Long Mountain stages are awesome, and are essential for providing action. Just don't set them up so they need 2 hour transitions before and after.
 
Some say that comedy is mostly about timing.

Perhaps cycling is similar.

The main problem here was with the last minute decision to change the stage (significantly).

Some topics of conversation:

The original stage was increased from 253 kms to 258 kms; not a major difference. Still, it was a decision made well into the race. Apparently due to a town refusing to accept the cyclists due to covid. Fair enough, in a way. But hasn't the second wave been in full effect since well before the start of the race? (More than welcome to receive information telling me that this regions numbers have increased dramatically in recent days if this is the case)

If the issue is lengthy transfers then again, fair enough. Something should be done about that, but to protest on the day of the actual stage is not the time for it. Protest as soon as the parcours is released (which was roughly twelve months ago). Get something done about it sooner.

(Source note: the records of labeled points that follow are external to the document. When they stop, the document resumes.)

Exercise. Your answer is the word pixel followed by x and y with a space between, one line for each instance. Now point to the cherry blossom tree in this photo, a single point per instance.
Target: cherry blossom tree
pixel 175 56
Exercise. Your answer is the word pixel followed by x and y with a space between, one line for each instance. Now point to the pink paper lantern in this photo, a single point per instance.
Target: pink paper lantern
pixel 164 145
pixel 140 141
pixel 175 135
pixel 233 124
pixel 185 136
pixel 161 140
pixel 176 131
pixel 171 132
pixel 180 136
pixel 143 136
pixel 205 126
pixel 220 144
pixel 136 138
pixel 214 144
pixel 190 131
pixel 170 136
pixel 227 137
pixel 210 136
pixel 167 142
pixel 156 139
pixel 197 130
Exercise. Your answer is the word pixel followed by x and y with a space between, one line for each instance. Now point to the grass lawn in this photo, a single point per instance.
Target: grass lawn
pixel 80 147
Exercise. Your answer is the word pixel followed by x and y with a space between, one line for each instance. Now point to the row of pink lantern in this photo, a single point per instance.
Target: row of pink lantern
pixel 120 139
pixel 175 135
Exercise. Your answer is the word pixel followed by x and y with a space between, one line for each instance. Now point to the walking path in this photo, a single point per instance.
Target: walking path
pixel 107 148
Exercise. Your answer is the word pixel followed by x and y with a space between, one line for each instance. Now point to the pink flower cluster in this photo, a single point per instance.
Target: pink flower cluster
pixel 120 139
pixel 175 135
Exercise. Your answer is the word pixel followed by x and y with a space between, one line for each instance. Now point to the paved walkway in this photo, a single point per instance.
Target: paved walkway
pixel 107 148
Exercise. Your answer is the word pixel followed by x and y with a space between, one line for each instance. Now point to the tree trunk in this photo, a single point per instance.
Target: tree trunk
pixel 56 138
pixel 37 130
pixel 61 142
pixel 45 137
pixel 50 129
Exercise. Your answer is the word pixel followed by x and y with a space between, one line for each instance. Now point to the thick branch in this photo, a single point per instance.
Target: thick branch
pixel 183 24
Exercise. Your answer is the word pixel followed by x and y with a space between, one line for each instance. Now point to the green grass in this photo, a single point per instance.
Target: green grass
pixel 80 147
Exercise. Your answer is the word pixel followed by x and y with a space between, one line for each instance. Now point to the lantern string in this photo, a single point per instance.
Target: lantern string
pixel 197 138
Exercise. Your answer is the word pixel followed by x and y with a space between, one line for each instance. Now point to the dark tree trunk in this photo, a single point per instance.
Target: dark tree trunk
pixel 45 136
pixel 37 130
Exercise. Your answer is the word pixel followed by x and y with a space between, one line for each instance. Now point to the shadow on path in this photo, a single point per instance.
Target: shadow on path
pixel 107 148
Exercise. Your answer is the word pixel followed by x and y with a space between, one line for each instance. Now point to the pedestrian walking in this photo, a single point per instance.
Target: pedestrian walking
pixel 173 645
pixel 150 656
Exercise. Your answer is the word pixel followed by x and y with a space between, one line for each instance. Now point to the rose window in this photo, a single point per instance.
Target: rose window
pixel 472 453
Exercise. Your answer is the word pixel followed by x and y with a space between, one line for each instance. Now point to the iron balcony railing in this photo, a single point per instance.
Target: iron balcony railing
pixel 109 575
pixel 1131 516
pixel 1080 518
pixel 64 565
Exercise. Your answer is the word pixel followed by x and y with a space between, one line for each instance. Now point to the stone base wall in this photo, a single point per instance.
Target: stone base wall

It is VERY important in terms of race strategy for the teams and riders to know what they will have to endure and encounter, as they enter in to the three weeks. Some riders plan specifically for certain stages, to suit an individual strength. More importantly, late changes to parcours can effect the GC. Someone mentioned elsewhere that maybe even Sunweb would have made the call for Hindley to sit up for Kelderman on Stelvio if they had known that stage 19 (as well as stage 20) was to be reduced as far as difficulty was concerned, and that Wilco, if they were concerned about his ability to ride out the three weeks strongly, would now be more likely to hold on. Or likewise, that Tao may have ridden harder up the final climb knowing about this stage change (unlikely, but still). It reminds me of a stage in the 1998 TDF which the riders refused to ride at all, and it was the final mountain stage. Unlikely again, but who knows, perhaps Ullrich would have dropped Pantani that day? Anyway, different circumstances then of course, but the point is that late changes to the course don't do a race any favours. Of course sometimes late changes are unavoidable (like at last years TDF), but this wasn 't one of those circumstances.

The immune system excuse doesn't hold water either. Again, this second wave has been in effect for ages now, since well before the start of the race. Covid was actually a reasonable excuse never to begin the race in the first place. It isn't a reasonable excuse to not race now imo.

Further in regards to long transfers: Everything should not be about money. If a transfer is too long, then don't start in that town. If that means that the riders have to take a 20% pay cut, then so be it. At least if I was a professional road cyclist, then I think I would prefer the relative comfort of getting to bed at 8pm at night during a three week race, rather than at 10pm or later, before I went ahead and left everything out on the road again the next day, for a slightly reduced wage. Just my two cents.